苫小牧市汐見町の水産卸売業、マルトマ苫小牧卸売(西田浩一社長)は、インターネット交流サイト(SNS)を活用した情報発信の新システムを構築する。魚価やブランド力の向上を目指し、競り前に水揚げ状況などを紹介する内容で、その名も「漁船なう」システム。来年度のスタートを目指しており、先行してフェイスブック(FB)でのPRを強化している。
「漁船なう」は漁の様子や水揚げした魚などの写真を撮り、SNSで発信する取り組み。その日の漁獲をその日の競りまでに伝える。魚介類は従来、市場に並ばないと種類や数は分からなかったが、飲食店や一般消費者は競り前にSNSで確認できるようになる。

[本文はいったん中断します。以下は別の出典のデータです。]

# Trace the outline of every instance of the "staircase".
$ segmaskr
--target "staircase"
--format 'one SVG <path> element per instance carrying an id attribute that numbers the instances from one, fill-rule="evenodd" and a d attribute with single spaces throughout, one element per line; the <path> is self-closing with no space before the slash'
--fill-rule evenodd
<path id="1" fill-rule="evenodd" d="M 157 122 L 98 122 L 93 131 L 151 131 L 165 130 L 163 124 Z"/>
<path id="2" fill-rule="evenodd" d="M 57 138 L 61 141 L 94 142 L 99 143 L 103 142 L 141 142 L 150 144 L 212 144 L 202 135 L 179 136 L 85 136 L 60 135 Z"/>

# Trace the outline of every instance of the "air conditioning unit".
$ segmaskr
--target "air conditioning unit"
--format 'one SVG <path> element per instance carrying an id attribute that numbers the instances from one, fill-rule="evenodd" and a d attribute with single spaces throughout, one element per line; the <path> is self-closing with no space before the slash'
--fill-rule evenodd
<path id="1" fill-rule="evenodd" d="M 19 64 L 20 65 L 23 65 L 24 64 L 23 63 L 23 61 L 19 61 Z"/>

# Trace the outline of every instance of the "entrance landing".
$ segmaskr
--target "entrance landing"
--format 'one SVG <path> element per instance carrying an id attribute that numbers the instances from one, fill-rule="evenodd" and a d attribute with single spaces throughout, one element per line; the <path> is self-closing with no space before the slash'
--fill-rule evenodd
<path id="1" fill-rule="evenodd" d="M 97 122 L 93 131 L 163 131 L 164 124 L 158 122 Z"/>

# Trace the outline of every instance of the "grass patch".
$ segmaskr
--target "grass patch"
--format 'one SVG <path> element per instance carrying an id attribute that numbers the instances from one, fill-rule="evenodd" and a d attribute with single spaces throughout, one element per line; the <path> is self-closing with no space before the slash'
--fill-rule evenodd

漁業者の顔写真やPR文の掲載も想定。「生産者の顔が見える魚」の実現を目指す。魚を船上で血抜きする「活じめ」を施したり、競りまで魚を水槽で泳がしたりと、新鮮さを保つこだわりなども発信する予定。買受人への具体的な注文につなげることで、魚価も向上する仕掛けだ。
同社総務部の池田政幸課長は「苫小牧でおいしい魚がたくさん取れていることを知らない人が多い。漁業者に協力してもらいながら、漁船の特徴や品質へのこだわりも、広く知ってもらうことができたら」と強調。来年度からFBとツイッターでシステムの運用を始める計画で、早ければ年明けにも同社ホームページを刷新する。
先行して6月からFBページを開設。改正卸売市場法施行を踏まえ、魚介類の取引価格をその都度公開する中で、秋サケ定置網漁などの様子も、写真や動画で撮影して流すようにしている。最近では幻のサケと呼ばれる「鮭児(けいじ)」、大きなシュモクザメなどをアップして精力的に水揚げ概況を発信しており、「苫小牧産魚介類のブランドを作りたい」と意気込む。
これら取り組みは国の「ものづくり・商業・サービス生産性向上促進補助金」を受けて今年度、IT企業のI・TECソリューションズ(表町)と連携して進めている。併せて市場の働き方改革の一環で、競りにIT技術を活用する「市場なう」システムも構築中。いずれも新型コロナウイルス対策を兼ねており、「今」をキーワードにした市場の取り組みは注目を高めそうだ。